Is common in binary classification.

\[\begin{split}L(y,a) = I(y \ne a) = \begin{cases} 0 && \text{ if } a = y \\ 1 && \text{ if } a \ne y \end{cases}\end{split}\]

The posterior expected loss is given as:

\[p(a|x) = p(a \ne y|x) = 1 - p(y|x) \]

And the action that minimizes the expected loss is the posterior mode or MAP estimation:

\[y^*(x) = \arg \max_{y \in Y}p(y|x)\]

Rejection option¶

In some cases when there is large uncertainity about \(p(y|x)\) we may choose to reject action, in which we refuse to classify the example as any of the specified classes, and we just say that we dont know. This is usefull in risk averse domains.

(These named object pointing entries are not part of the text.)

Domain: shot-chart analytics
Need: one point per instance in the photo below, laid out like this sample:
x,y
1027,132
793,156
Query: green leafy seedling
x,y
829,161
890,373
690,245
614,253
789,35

We can choose one of the C classes \(a \in \{ 1, \cdots, C\}\), or we can choose \(a = C+ 1\) is we want to reject the action.

Loss function:

\[\begin{split} L(y =j, a =i) = \begin{cases} 0 && \text{ if i = j and } i,j \in \{ 1, \cdots, C\} \\ \lambda_r && \text{ if i = C + 1} \\ \lambda_s && \text{ otherwise } \end{cases} \end{split}\]

Where:

  • \(\lambda_r\)is the cost of recet action

  • \(\lambda_l\) is the cost of substituion error

We can devise a shortcut that we pick the reject action if the most probable class has the probability below \(1 - \lambda_r / \lambda_l\)

\(l_2\) loss¶

It is alos known as the quadratic loss and we use it for continuous variables.

\[L(y,a) = ( y - a)^2\]

Where our posterior expected loss is:

\[p(a|x)= E[(y -a)^2 |x]\]

Here the optimal value to pic is the posterior mean (minimizes the posterior mean) independently of the prior.

\(l_1\) loss¶

The quadratic loss penalizes deviations from the truth quadratically, thus is sensitive to outliers. A more robus alternative is the \(l_1\) loss.

Loss function:

\[L(y,a)= |y -a|\]

This is minimized if we pick the posterior median.